I put a print statement at the top of Expr.expand and another at the
end where it returns, and based on the output for some test
expressions, the issue is not so much that it is slow but that it is
called a lot of times. I included a simple counter, and it is called
thousands of times. And note that the function is cached, so the print
statements are only called once per identical input.
I then added "print self" to the output, and found a very startling
thing. Almost all of the inputs were already expanded. So I then used
a keyword argument to create a global variable to count the number of
times that expand has been called, and the number of times that the
input is different from the output. I then ran the tests on several
submodules
The results (number of times input == output / number of times
expand() was called):
solvers: 11487/13341 (86.1%)
integrals: 18952/21791 (86.97%)
physics: 6657/8394 (79.3%)
matrices: 418/500 (83.6%)
core: 1786/2109 (84.68%)
polys: 2619/2822 (92.8%)
and keep in mind that this is with the cache *on*. So this is only
counting globally unique inputs to expand() for each submodule.
So for these three modules, only about 15% of the time is expand doing
anything useful. It would seem that it's not so much expand((x + y +
z)**20) that we need to make fast, but rather just expand(x + y + z).
Some ideas:
- We should be more careful when creating Poly to use expand=False
whenever we know for sure that the input will never need to be
expanded. I got a lot of mileage out of this trick in the risch code.
- expand currently works by recursively calling _eval_expand_hint on
an expression. So if you have something like 1 + 2*log(x*y), it calls
(1 + 2*log(x*y))._eval_expand_log(), then
Integer(1)._eval_expand_log(), then (2*log(x*y))._eval_expand_log(),
and finally log(x*y)._eval_expand_log(). But it is only this final
form that actually does anything. This is a lot of recursive function
calls, which can be slow in Python. We should think of ways to reduce
this, while still keeping the API open (and backwards compatible if
possible).
What it *really* should do in this case is something like
expr.xreplace(dict([(l, l._eval_expand_log()) for l in
expr.atoms(log)])). Except according to the API, expr.atoms(log)

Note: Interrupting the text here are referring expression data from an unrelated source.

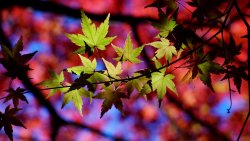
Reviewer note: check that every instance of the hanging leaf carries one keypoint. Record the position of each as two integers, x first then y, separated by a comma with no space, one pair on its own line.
93,37
113,71
16,96
165,25
160,82
237,73
54,82
77,39
88,66
164,49
128,53
112,96
82,81
13,61
7,119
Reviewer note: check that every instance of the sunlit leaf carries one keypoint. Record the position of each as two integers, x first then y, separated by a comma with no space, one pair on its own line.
164,49
95,37
113,71
111,97
128,53
55,82
88,66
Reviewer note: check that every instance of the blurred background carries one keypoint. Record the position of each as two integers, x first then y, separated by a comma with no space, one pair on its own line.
196,114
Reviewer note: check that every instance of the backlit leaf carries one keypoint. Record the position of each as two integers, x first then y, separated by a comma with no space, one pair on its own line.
88,66
54,82
128,53
163,49
111,97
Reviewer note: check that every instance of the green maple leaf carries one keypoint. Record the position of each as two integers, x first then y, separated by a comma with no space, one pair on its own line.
92,37
76,97
160,82
7,119
88,66
237,73
54,82
16,96
111,97
77,39
165,26
113,71
164,49
136,84
128,53
15,62
205,69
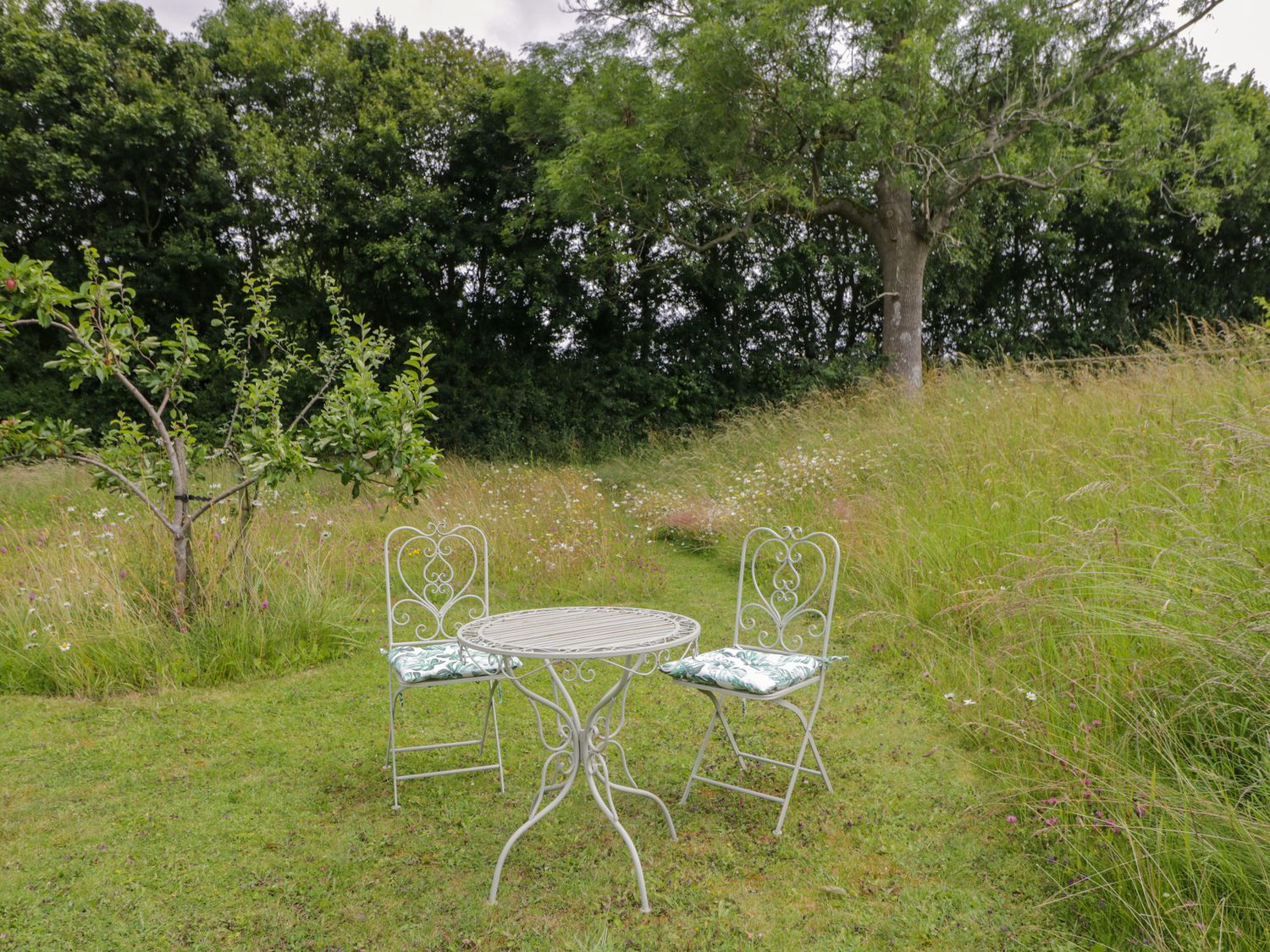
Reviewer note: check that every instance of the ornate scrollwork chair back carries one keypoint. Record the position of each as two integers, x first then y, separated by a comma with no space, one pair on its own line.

should really be replaced with something that gets all objects with
_eval_expand_log defined.
- For expand_mul and expand_multinomial, the real work horses of
expand(), we should add a fast check if the expression is a
polynomial. This would break the API as it currently sits, though. I
guess we need sort of the reverse of the idea from
https://code.google.com/p/sympy/issues/detail?id=3338.
- I wonder if it would be possible to do a sort of "structural"
caching. How easy is it to say, "is expression 1 the same as
expression 2, except up to a permutation of the Symbols?" (and
actually give the permutation), and most importantly, determine that
efficiently? How complicated would an expression have to be for it to
be faster to apply a permutation of Symbols against a cached result
instead of just doing things the way we do now? Even if it's slower, I
guess it would be much more efficient memory-wise for the cache.
- How can we use Poly to make expand() faster? This is a question that
I hope Mateusz has an answer to.
By the way, does anyone know of a more efficient way to perform the
above profile? I know that cProfile can count the number of times that
a function is called, but is there any way to extend it to check input
== output for each call, and count the results? My simple method made
things run very slowly.
I'm also curious what profile methods you use, Mateusz? Anything
beyond cProfile and kernprof (and timeit)?
Aaron Meurer